J’ai moi-même fait partie d’un de ces sous-comités, composé d’André Bonieux de PwC, du CEO du Mauritius Institute of Directors, Juan Carlos Fernandez Zara, et de Samad Jhummun de Global Finance Mauritius.

Dans les grandes lignes, quelles ont été vos principales recommandations ?

Étant toujours dans le processus de consultation, je ne peux à ce stade commenter nos recommandations ou le rapport global.

Ce que je peux souligner, en revanche, c’est que les règles gouvernant le marché financier sont en constante évolution. Les marchés évoluent car les circonstances changent ; les transactions deviennent plus fréquentes. C’est un processus naturel auquel nous devons nous adapter.

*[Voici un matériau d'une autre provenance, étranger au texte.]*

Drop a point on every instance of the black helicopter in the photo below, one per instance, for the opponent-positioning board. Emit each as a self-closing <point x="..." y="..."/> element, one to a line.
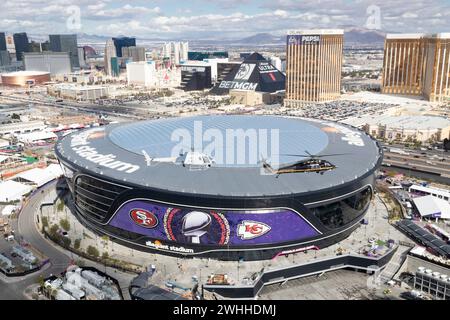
<point x="313" y="163"/>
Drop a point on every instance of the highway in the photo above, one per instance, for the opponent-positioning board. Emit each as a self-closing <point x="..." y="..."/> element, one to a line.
<point x="112" y="111"/>
<point x="431" y="161"/>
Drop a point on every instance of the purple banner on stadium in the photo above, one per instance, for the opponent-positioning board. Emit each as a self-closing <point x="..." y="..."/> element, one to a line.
<point x="213" y="227"/>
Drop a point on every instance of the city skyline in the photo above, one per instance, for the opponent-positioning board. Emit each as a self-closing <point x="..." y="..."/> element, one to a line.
<point x="220" y="19"/>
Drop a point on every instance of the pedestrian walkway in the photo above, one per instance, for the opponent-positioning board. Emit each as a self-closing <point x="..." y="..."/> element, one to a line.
<point x="394" y="265"/>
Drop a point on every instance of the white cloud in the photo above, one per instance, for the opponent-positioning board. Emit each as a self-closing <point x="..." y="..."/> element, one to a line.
<point x="227" y="18"/>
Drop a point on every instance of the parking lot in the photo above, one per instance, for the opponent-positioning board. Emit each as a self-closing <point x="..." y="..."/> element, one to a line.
<point x="335" y="285"/>
<point x="341" y="110"/>
<point x="16" y="258"/>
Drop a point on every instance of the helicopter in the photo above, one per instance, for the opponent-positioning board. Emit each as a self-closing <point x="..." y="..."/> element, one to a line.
<point x="313" y="163"/>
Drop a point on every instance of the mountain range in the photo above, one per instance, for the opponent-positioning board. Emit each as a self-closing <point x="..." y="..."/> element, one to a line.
<point x="352" y="36"/>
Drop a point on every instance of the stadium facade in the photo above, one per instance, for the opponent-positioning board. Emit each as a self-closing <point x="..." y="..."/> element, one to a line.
<point x="126" y="183"/>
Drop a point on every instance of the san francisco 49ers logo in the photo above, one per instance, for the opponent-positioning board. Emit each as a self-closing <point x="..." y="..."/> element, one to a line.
<point x="144" y="218"/>
<point x="251" y="229"/>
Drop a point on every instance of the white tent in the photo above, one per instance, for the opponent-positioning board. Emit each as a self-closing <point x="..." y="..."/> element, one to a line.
<point x="12" y="190"/>
<point x="429" y="206"/>
<point x="35" y="136"/>
<point x="38" y="176"/>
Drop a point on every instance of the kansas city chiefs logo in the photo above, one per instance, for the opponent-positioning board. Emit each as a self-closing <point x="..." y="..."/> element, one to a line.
<point x="251" y="229"/>
<point x="144" y="218"/>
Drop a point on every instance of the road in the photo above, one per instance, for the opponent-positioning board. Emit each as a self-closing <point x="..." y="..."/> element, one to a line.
<point x="433" y="162"/>
<point x="78" y="107"/>
<point x="13" y="288"/>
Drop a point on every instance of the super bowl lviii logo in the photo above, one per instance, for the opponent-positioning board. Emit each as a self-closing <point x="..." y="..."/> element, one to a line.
<point x="196" y="227"/>
<point x="247" y="229"/>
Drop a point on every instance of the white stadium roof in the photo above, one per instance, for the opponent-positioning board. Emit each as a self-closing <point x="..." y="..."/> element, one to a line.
<point x="12" y="190"/>
<point x="429" y="206"/>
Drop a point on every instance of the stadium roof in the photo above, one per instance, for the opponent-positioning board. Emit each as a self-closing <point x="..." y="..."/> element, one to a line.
<point x="124" y="143"/>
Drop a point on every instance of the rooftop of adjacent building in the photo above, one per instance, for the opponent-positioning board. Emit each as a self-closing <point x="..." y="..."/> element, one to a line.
<point x="399" y="36"/>
<point x="25" y="73"/>
<point x="316" y="32"/>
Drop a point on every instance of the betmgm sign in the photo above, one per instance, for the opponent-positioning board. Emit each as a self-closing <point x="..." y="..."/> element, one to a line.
<point x="241" y="79"/>
<point x="296" y="39"/>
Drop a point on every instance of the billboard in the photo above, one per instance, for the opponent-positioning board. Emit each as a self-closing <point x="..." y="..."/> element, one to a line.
<point x="296" y="39"/>
<point x="195" y="226"/>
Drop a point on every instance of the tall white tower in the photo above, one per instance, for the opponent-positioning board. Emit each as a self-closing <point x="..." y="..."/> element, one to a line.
<point x="110" y="52"/>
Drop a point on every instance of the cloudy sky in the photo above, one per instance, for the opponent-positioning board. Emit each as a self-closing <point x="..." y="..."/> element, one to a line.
<point x="228" y="18"/>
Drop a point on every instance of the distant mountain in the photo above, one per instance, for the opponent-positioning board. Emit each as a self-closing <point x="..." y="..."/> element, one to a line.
<point x="352" y="36"/>
<point x="363" y="36"/>
<point x="260" y="38"/>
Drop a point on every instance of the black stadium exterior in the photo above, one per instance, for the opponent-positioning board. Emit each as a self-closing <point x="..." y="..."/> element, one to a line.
<point x="127" y="183"/>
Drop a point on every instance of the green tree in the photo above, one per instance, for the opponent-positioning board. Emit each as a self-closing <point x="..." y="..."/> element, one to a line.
<point x="54" y="230"/>
<point x="60" y="206"/>
<point x="65" y="241"/>
<point x="92" y="251"/>
<point x="45" y="222"/>
<point x="41" y="281"/>
<point x="65" y="224"/>
<point x="105" y="256"/>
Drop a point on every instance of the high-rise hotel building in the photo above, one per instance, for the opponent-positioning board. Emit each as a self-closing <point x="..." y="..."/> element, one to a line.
<point x="313" y="66"/>
<point x="417" y="64"/>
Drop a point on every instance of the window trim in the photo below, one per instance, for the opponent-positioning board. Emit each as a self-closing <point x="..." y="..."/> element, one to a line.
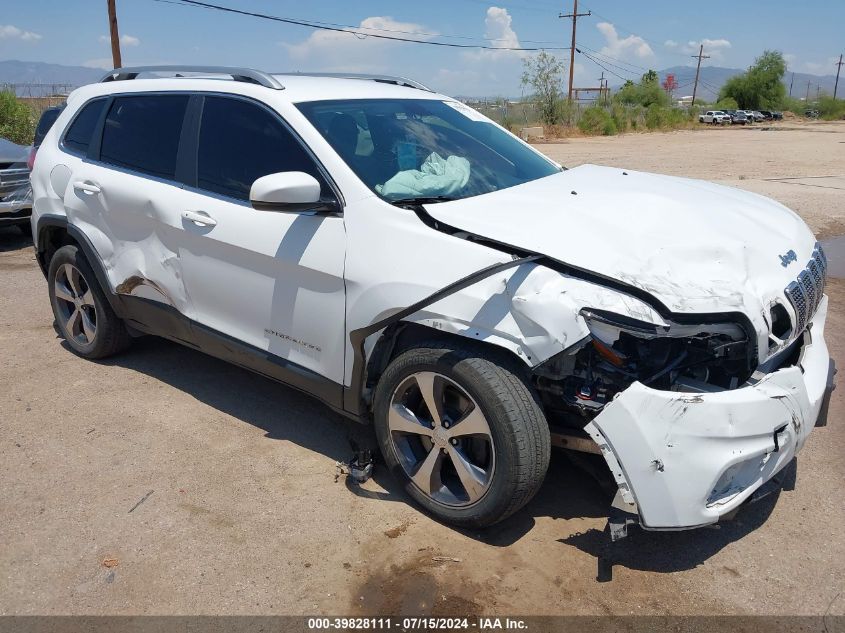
<point x="188" y="148"/>
<point x="192" y="184"/>
<point x="95" y="133"/>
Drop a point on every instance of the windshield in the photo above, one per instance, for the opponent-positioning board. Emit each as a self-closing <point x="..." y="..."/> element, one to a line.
<point x="406" y="149"/>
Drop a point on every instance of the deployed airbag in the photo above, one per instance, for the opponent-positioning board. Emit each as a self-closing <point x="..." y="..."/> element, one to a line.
<point x="435" y="177"/>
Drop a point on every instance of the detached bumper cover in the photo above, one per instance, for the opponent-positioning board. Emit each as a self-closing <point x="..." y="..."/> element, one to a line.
<point x="682" y="460"/>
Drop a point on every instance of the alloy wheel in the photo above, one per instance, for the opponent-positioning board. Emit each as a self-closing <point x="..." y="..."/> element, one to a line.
<point x="442" y="439"/>
<point x="77" y="311"/>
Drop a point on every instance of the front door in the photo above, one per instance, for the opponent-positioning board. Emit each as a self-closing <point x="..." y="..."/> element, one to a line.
<point x="271" y="280"/>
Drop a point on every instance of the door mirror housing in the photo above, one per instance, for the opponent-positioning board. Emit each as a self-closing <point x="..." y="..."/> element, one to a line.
<point x="290" y="192"/>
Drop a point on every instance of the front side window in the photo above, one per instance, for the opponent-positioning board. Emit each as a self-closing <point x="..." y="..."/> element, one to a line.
<point x="78" y="136"/>
<point x="241" y="142"/>
<point x="424" y="148"/>
<point x="141" y="133"/>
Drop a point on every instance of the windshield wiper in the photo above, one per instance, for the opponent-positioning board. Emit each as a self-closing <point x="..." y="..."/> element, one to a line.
<point x="416" y="200"/>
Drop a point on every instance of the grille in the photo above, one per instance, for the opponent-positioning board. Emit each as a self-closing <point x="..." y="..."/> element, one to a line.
<point x="805" y="293"/>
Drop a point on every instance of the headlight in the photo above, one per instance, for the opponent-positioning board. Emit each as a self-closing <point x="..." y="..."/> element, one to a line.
<point x="621" y="350"/>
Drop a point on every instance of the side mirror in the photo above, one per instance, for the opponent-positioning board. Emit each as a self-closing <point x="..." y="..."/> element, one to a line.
<point x="289" y="192"/>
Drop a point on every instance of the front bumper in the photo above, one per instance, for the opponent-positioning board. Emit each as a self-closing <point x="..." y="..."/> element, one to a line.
<point x="683" y="460"/>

En tant que centre financier international de renom, il est important que nous ayons une longueur d’avance sur les améliorations à apporter à la législation et aux règlements en vigueur, car ce cadre légal représente un avantage compétitif indéniable. Avec le temps, il y aura toujours des éléments à améliorer et il se présentera toujours des situations auxquelles la loi n’apportera pas de réponse. Il est logique que, sur la base de l’expérience passée, ces paramètres évoluent et soient améliorés.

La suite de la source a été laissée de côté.